I’d be lying if I said I understood the finer points of these discussions, but fortunately, almost everything else about the game’s presentation exudes the same sense of humbling calm in a way that the philosophically uninitiated, like myself, can understand.
Admittedly, the textures aren’t the most impressive – on that I agree completely with Goomba Stomp alumni Matt De Azevedo. Nonetheless, there’s real artistic beauty to be found in every corner of The Witness’s spectacular game world: from the soothing Arcadian greens and oranges of the Shady Forest, to the shimmering blue coastline of the Ruins and the evocative statuary that litters every region.
The game’s sound design is no less soothing, but errs toward the understated rather than the vibrant, stylized aesthetic of the game’s visuals. There’s no intrusive soundtrack accompanying the player on every step of their journey, attempting to manufacture a sense of the grandiose, and music is used sparingly instead. This allows the player to focus on the puzzle at hand or devote their full attention to the intriguing concepts discussed in the various Dictaphone messages, providing plenty of quiet moments in which to appreciate the outstanding voice acting and superlative game design, as well as the space to stop and consider their own views on science, philosophy, the universe, and religion.

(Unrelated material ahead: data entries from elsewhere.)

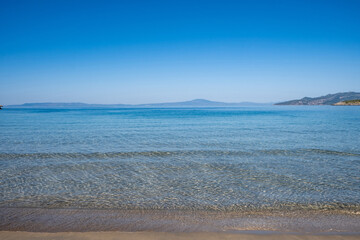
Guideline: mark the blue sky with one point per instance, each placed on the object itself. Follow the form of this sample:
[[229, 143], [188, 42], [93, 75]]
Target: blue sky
[[158, 51]]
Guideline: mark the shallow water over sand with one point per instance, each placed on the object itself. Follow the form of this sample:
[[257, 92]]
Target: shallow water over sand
[[225, 160]]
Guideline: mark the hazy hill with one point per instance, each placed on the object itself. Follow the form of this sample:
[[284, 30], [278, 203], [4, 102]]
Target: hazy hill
[[323, 100], [192, 103]]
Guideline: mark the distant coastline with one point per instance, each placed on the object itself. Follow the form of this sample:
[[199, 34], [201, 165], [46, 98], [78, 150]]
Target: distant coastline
[[330, 99], [348, 103], [185, 104]]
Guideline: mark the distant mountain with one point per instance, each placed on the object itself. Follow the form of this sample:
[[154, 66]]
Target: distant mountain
[[329, 99], [192, 103]]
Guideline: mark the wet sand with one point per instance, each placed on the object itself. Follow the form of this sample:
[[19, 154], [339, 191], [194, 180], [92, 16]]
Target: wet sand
[[6, 235], [87, 220]]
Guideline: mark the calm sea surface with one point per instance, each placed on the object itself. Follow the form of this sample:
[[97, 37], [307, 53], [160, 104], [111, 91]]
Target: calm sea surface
[[225, 159]]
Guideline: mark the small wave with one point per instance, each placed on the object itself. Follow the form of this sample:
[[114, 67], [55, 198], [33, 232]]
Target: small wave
[[103, 155]]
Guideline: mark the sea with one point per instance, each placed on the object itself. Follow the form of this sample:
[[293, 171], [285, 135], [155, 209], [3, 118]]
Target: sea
[[113, 168]]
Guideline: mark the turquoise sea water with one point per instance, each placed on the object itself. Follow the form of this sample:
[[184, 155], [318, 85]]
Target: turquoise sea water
[[224, 159]]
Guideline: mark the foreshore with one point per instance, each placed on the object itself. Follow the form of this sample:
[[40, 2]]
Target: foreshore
[[115, 220], [7, 235]]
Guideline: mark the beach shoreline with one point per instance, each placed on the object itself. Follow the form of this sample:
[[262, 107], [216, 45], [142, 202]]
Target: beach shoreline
[[175, 221]]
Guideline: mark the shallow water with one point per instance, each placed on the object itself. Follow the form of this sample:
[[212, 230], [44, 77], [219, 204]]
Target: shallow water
[[222, 159]]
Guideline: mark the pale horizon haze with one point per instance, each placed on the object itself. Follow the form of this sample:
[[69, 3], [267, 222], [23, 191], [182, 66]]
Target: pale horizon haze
[[133, 52]]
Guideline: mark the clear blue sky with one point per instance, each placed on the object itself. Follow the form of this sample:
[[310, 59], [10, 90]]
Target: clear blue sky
[[156, 51]]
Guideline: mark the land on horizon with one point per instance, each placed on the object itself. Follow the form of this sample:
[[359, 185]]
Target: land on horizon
[[330, 99]]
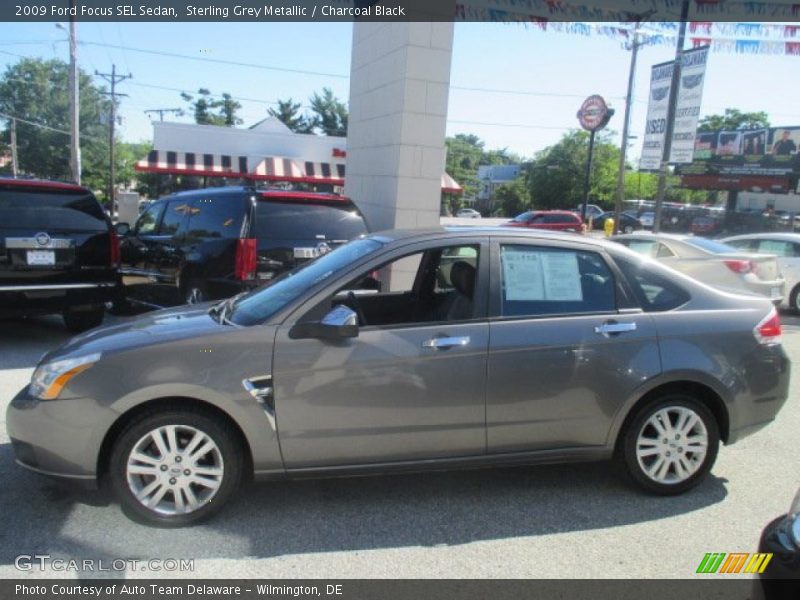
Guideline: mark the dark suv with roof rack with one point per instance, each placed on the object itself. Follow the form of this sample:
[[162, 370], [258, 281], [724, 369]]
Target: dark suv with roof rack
[[216, 242], [58, 252]]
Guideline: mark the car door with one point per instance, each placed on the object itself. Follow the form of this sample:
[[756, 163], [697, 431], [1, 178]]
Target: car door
[[406, 388], [138, 269], [567, 346]]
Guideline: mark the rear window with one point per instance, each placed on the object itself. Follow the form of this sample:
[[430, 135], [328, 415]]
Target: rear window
[[292, 220], [51, 211]]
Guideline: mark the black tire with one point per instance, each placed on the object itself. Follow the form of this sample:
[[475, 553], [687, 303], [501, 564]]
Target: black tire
[[79, 321], [195, 291], [674, 404], [794, 299], [228, 448]]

If ever there was a game capable of sharpening a player’s mind, giving them pause for thought, or fostering in them a newfound appreciation of the genre and the wider medium, The Witness is it.
Currently available at no extra cost to Xbox Live Gold subscribers, I’d urge anyone with even a passing interest in puzzle games to download it right away. It’s not easy and it can take a while to finish, but you won’t regret it.